Élections et stratégies de communication : La CNIL dévoile 6 guides pratiques pour soutenir les acteurs politiques

À la veille de nouvelles échéances électorales, la CNIL publie six guides pratiques pour aider les partis politiques, candidats et équipes de campagne à encadrer leurs stratégies de communication. Le contexte a changé. Le règlement 2024/900 sur la transparence et le ciblage de la publicité à caractère politique, pleinement applicable depuis le 15 octobre 2025, complète le RGPD et redessine les limites du ciblage numérique. Les nouvelles obligations touchent à la transparence des messages, au périmètre du ciblage, à la traçabilité et à la responsabilité des acteurs.

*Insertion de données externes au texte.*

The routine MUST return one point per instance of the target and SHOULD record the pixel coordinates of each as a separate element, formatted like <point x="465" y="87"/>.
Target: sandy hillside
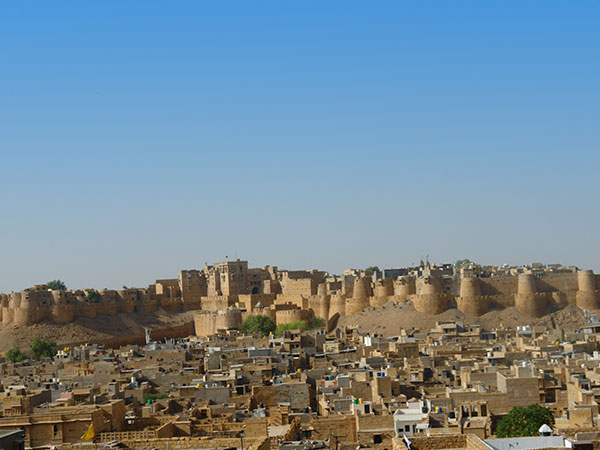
<point x="90" y="330"/>
<point x="390" y="318"/>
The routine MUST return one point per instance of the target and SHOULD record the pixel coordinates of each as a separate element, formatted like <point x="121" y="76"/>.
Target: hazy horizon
<point x="142" y="138"/>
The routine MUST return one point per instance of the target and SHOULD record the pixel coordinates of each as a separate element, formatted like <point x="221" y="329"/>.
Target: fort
<point x="225" y="293"/>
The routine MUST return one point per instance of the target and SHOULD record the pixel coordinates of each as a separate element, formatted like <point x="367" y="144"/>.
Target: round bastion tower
<point x="405" y="287"/>
<point x="429" y="298"/>
<point x="337" y="305"/>
<point x="360" y="296"/>
<point x="470" y="301"/>
<point x="528" y="300"/>
<point x="320" y="303"/>
<point x="384" y="289"/>
<point x="587" y="296"/>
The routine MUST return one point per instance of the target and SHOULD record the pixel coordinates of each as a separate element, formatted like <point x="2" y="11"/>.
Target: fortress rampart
<point x="533" y="294"/>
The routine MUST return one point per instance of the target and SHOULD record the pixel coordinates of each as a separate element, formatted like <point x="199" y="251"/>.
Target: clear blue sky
<point x="139" y="138"/>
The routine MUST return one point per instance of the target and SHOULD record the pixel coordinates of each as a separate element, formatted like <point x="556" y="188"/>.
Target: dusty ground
<point x="90" y="330"/>
<point x="390" y="318"/>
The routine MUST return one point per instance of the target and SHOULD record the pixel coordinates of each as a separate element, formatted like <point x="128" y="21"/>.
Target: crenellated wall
<point x="533" y="294"/>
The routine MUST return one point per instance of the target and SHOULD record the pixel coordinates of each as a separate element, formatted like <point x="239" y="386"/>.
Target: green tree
<point x="43" y="348"/>
<point x="16" y="355"/>
<point x="317" y="322"/>
<point x="57" y="285"/>
<point x="258" y="324"/>
<point x="524" y="421"/>
<point x="371" y="270"/>
<point x="463" y="262"/>
<point x="295" y="325"/>
<point x="92" y="295"/>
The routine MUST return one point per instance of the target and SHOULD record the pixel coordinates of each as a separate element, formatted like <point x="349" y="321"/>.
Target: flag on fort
<point x="89" y="434"/>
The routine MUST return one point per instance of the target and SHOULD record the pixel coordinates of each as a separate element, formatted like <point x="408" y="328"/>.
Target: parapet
<point x="404" y="287"/>
<point x="362" y="288"/>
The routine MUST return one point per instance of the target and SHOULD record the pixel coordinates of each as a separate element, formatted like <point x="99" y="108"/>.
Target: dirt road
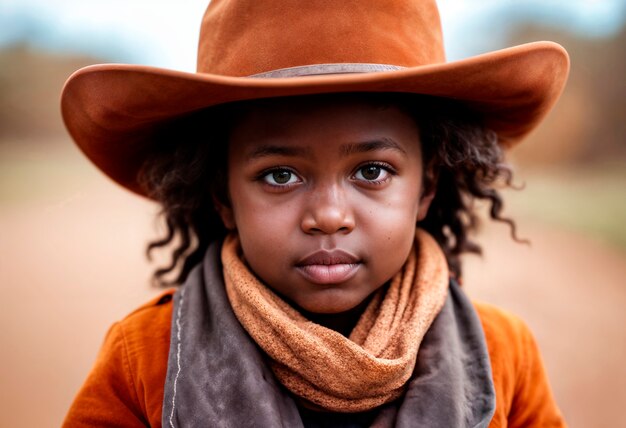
<point x="72" y="263"/>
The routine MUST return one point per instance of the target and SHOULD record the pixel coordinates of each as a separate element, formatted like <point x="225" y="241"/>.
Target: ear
<point x="429" y="188"/>
<point x="226" y="214"/>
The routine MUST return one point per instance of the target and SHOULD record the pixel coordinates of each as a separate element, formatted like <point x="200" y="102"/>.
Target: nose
<point x="328" y="211"/>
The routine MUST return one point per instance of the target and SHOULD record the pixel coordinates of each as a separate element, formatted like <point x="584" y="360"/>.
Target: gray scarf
<point x="218" y="377"/>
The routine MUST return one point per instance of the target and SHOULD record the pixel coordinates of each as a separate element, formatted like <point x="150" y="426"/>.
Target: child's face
<point x="325" y="196"/>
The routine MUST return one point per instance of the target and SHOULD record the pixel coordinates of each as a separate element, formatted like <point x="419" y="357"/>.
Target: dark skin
<point x="325" y="195"/>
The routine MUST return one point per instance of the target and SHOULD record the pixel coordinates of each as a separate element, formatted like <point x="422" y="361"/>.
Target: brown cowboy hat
<point x="252" y="49"/>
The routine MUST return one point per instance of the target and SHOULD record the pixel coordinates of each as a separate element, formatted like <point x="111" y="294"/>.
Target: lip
<point x="329" y="267"/>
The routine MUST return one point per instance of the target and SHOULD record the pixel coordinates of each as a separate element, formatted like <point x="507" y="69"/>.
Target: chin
<point x="331" y="303"/>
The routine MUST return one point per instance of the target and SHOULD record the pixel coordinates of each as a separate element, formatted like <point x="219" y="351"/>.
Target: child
<point x="316" y="176"/>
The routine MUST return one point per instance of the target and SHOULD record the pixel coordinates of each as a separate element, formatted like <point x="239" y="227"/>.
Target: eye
<point x="372" y="172"/>
<point x="280" y="177"/>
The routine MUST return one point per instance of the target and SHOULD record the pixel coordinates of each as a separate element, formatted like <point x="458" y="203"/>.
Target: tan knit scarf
<point x="321" y="366"/>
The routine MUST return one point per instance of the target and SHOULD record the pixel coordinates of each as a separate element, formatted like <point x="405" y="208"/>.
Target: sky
<point x="164" y="33"/>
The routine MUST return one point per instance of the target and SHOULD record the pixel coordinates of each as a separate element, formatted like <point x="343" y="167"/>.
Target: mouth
<point x="329" y="267"/>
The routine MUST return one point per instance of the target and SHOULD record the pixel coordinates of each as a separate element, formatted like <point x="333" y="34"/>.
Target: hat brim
<point x="111" y="109"/>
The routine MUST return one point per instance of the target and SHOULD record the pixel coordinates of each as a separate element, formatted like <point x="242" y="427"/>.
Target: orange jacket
<point x="125" y="386"/>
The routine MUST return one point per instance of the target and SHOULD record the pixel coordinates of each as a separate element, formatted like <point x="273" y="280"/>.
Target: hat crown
<point x="248" y="37"/>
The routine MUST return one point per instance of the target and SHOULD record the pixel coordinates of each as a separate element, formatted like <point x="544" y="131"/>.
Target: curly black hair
<point x="188" y="170"/>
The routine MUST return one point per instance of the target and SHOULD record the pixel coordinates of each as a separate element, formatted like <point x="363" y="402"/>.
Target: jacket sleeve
<point x="108" y="397"/>
<point x="533" y="404"/>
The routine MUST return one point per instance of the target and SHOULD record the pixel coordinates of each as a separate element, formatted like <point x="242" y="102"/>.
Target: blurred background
<point x="72" y="242"/>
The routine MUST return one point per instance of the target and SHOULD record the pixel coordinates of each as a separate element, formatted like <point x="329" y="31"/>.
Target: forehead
<point x="316" y="120"/>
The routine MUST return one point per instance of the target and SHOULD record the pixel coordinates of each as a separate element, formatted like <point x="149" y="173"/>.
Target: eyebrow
<point x="273" y="150"/>
<point x="384" y="143"/>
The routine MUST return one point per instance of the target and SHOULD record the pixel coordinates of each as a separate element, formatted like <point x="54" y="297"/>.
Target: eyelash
<point x="383" y="165"/>
<point x="266" y="172"/>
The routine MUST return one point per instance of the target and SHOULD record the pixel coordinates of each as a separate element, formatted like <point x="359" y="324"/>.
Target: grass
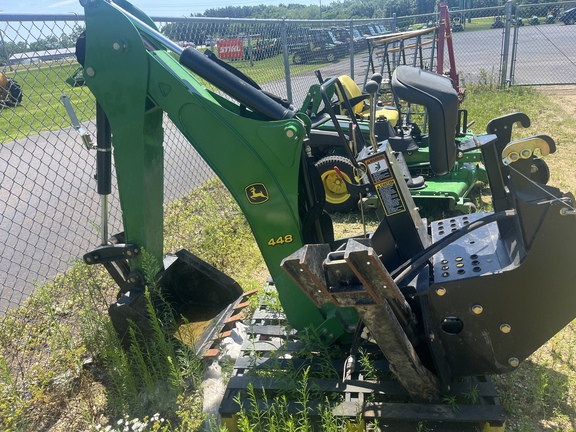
<point x="62" y="368"/>
<point x="41" y="109"/>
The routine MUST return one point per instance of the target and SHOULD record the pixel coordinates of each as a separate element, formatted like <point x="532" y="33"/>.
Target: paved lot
<point x="49" y="210"/>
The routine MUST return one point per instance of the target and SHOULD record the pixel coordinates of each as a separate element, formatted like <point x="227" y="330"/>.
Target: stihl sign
<point x="230" y="49"/>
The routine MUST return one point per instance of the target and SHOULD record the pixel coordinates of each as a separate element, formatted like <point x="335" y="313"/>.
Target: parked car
<point x="342" y="34"/>
<point x="318" y="44"/>
<point x="568" y="16"/>
<point x="262" y="48"/>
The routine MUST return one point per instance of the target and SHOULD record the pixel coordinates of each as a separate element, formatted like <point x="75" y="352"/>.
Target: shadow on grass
<point x="538" y="398"/>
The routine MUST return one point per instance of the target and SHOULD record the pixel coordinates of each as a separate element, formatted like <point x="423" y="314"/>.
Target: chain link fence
<point x="49" y="209"/>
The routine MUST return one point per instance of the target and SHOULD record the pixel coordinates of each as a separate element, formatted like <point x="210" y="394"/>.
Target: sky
<point x="161" y="8"/>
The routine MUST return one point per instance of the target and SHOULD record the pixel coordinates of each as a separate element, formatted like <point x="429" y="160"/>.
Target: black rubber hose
<point x="418" y="260"/>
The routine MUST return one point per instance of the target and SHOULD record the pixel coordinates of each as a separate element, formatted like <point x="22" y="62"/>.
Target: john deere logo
<point x="256" y="193"/>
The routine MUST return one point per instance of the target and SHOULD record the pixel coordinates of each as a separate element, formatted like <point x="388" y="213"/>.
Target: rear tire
<point x="337" y="197"/>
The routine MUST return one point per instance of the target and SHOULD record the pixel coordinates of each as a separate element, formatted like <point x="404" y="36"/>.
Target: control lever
<point x="371" y="88"/>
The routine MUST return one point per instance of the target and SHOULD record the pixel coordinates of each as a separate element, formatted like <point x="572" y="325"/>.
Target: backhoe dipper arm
<point x="257" y="156"/>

Les six fiches de la CNIL décodent les points sensibles d’une campagne électorale moderne : constitution de fichiers, utilisation des listes d’électeurs, interdictions claires, exploitation de fichiers privés, et partage des rôles entre responsables et sous-traitants. En fil rouge, un principe domine : la protection des données n’est pas une option mais une condition de confiance démocratique. Les équipes qui anticipent, documentent et sécurisent leurs choix gagnent en efficacité sans s’exposer. Ce dossier factuel expose les enjeux du nouveau cadre, détaille les apports des fiches, et propose des méthodes opérationnelles pour des pratiques numériques correctes sur les réseaux sociaux et au-delà. L’objectif est simple : concilier impact électoral et cybersécurité politique, sans flou juridique.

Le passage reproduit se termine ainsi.